To our knowledge, this meta-analysis is the first to probe into the correlation of hypertension and CCC risk. Nine studies were selected to assess the influence of hypertension on CCC risk, which revealed that hypertension is not significantly correlated with the risk of CCC (OR, 0.87; 95% CI, 0.57–1.17), among significantly heterogeneous studies. In the separation analysis of ICC and ECC, the correlation between hypertension and elevated risk of ECC (OR, 0.74; 95% CI, 0.42–1.37) or ICC (OR, 1.07; 95% CI, 0.43–1.71) was not significant, either.

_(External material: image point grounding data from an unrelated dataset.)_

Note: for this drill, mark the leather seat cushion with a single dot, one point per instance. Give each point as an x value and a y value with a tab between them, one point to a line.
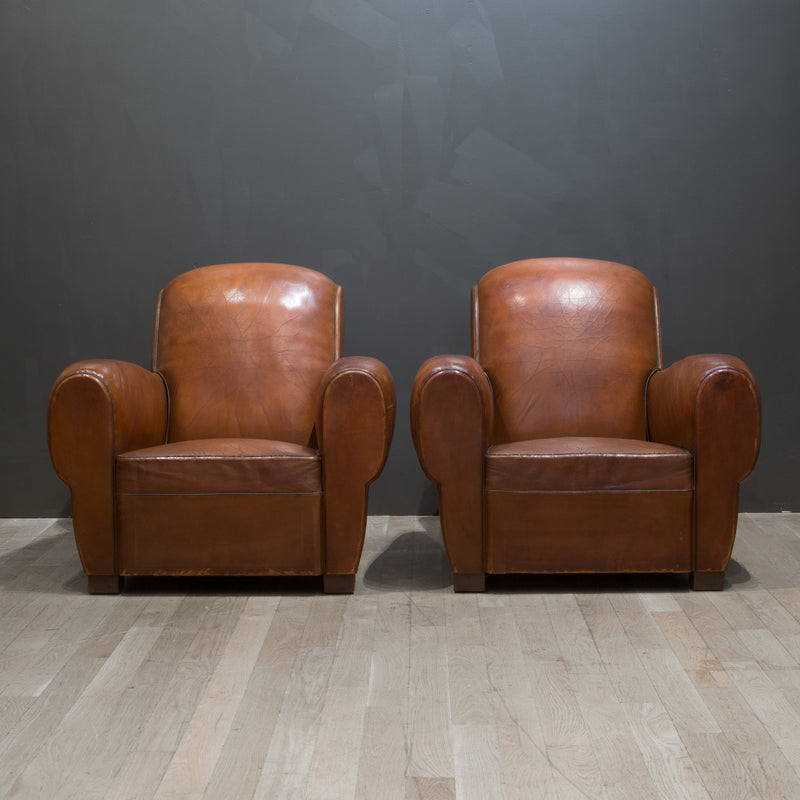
220	466
588	464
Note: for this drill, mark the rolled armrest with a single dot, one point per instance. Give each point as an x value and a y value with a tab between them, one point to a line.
452	411
98	409
355	422
710	405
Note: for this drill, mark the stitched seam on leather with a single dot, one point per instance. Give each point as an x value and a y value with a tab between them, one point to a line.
126	457
214	494
587	455
588	491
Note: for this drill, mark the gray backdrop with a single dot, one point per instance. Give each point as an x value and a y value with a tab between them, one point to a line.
404	147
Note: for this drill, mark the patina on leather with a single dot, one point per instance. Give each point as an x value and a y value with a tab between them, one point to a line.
247	449
563	445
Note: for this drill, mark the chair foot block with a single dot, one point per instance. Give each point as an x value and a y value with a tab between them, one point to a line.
707	581
105	584
339	584
469	582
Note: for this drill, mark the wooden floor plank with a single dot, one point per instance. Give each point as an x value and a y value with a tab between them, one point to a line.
403	690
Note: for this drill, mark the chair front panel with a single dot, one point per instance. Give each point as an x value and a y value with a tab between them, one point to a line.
243	348
568	345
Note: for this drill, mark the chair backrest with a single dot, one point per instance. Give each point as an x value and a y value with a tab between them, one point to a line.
568	345
243	348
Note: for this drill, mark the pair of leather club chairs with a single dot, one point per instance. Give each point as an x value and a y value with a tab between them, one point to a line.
560	446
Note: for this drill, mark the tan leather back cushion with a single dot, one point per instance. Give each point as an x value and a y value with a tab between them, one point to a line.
568	345
243	348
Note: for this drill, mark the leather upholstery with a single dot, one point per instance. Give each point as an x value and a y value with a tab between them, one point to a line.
246	450
562	445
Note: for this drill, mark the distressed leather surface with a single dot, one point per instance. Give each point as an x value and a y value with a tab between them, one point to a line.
220	466
585	464
568	345
249	448
243	348
563	446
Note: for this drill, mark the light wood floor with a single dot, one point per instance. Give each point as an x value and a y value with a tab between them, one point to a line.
540	688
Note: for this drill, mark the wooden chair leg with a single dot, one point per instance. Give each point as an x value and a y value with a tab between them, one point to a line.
707	581
469	582
339	584
105	584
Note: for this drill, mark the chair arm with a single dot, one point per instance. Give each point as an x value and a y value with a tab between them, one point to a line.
355	422
710	405
98	409
452	411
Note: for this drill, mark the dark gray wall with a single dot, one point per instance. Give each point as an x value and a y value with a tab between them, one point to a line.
404	147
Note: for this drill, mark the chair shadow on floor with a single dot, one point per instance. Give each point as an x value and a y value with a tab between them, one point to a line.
413	560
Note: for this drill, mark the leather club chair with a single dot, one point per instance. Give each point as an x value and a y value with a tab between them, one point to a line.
564	446
247	449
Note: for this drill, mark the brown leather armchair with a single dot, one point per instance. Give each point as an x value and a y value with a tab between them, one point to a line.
247	449
563	446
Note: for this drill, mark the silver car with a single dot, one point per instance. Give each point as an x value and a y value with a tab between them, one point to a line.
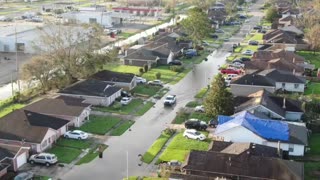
44	158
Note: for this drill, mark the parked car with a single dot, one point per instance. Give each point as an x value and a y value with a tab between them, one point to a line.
155	83
76	134
125	94
230	71
195	124
248	52
199	108
43	158
253	43
140	80
243	59
213	123
170	100
219	31
175	62
125	100
193	134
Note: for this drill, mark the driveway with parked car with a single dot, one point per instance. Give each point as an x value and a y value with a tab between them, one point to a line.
122	156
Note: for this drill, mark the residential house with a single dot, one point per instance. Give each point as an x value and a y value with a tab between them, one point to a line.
14	156
93	92
263	104
245	127
65	107
245	166
289	39
245	148
291	57
31	129
270	80
123	80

Our study harbors certain advantages. To begin with, it is the first large-scale meta-analysis (2,016 patients with CCC and 199,812 healthy volunteers) to determine the influence of hypertension on CCC risk. Hence, our results might provide novel insight into the above-described relationship, which is likely to be significant to CCC research. Moreover, subgroup as well as sensitivity analyses were carried out to figure out the influencing factors of the outcomes, which enhances the reliability of our results. Thirdly, a comprehensive search of Web of Science, EMBASE as well as PubMed databases was conducted to select potential studies, aiming at the investigation of the correlation of hypertension with the risk of CCC. Last but not least, the majority of enrolled studies were of high quality. Together, the above factors contribute to the convincingness of this meta-analysis.
There exist certain limitations in the present study. To begin with, all enrolled researches were case-control studies, possibly leading to recall as well as selection biases. In addition, there was significant heterogeneity among studies due to diverse study designs as well as inconsistency of demographic characteristics. Although we were not always able to ascertain the source of heterogeneity, we have performed several sensitivity and meta-regression to address this issue. Secondly, we only assessed CCC risk in hypertensive patients compared to healthy controls. None of the selected studies provided the stages or grades of hypertension and risk of CCC; hence, we were unable to carry out a dose-response analysis to more accurately evaluate the correlation between these variables. Thirdly, in this study, we only assessed a potential correlation, vulnerable to confounding bias. The established risk factors for CCC include parasitic infections, bile-duct cysts, hepatolithiasis as well as primary sclerosing cholangitis (9), which, however, were only adjusted in a few studies. Moreover, our findings are vulnerable to diagnostic bias. Hypertensive subjects are prone to receive physical examination, which may contribute to the early detection of CCC.
In summary, available evidence from observational studies indicates that hypertension has no association with elevated risk of CCC. However, more prospective studies as well as basic research are warranted to verify the association of hypertension with CCC risk.
Funding: This work was funded by International Science and Technology Cooperation Projects (No. 2015DFA30650 and 2016YFE0107100), The Capital Special Research Project for the clinical application (No. Z151100004015170).
Conflicts of Interest: The authors have no conflicts of interest to declare.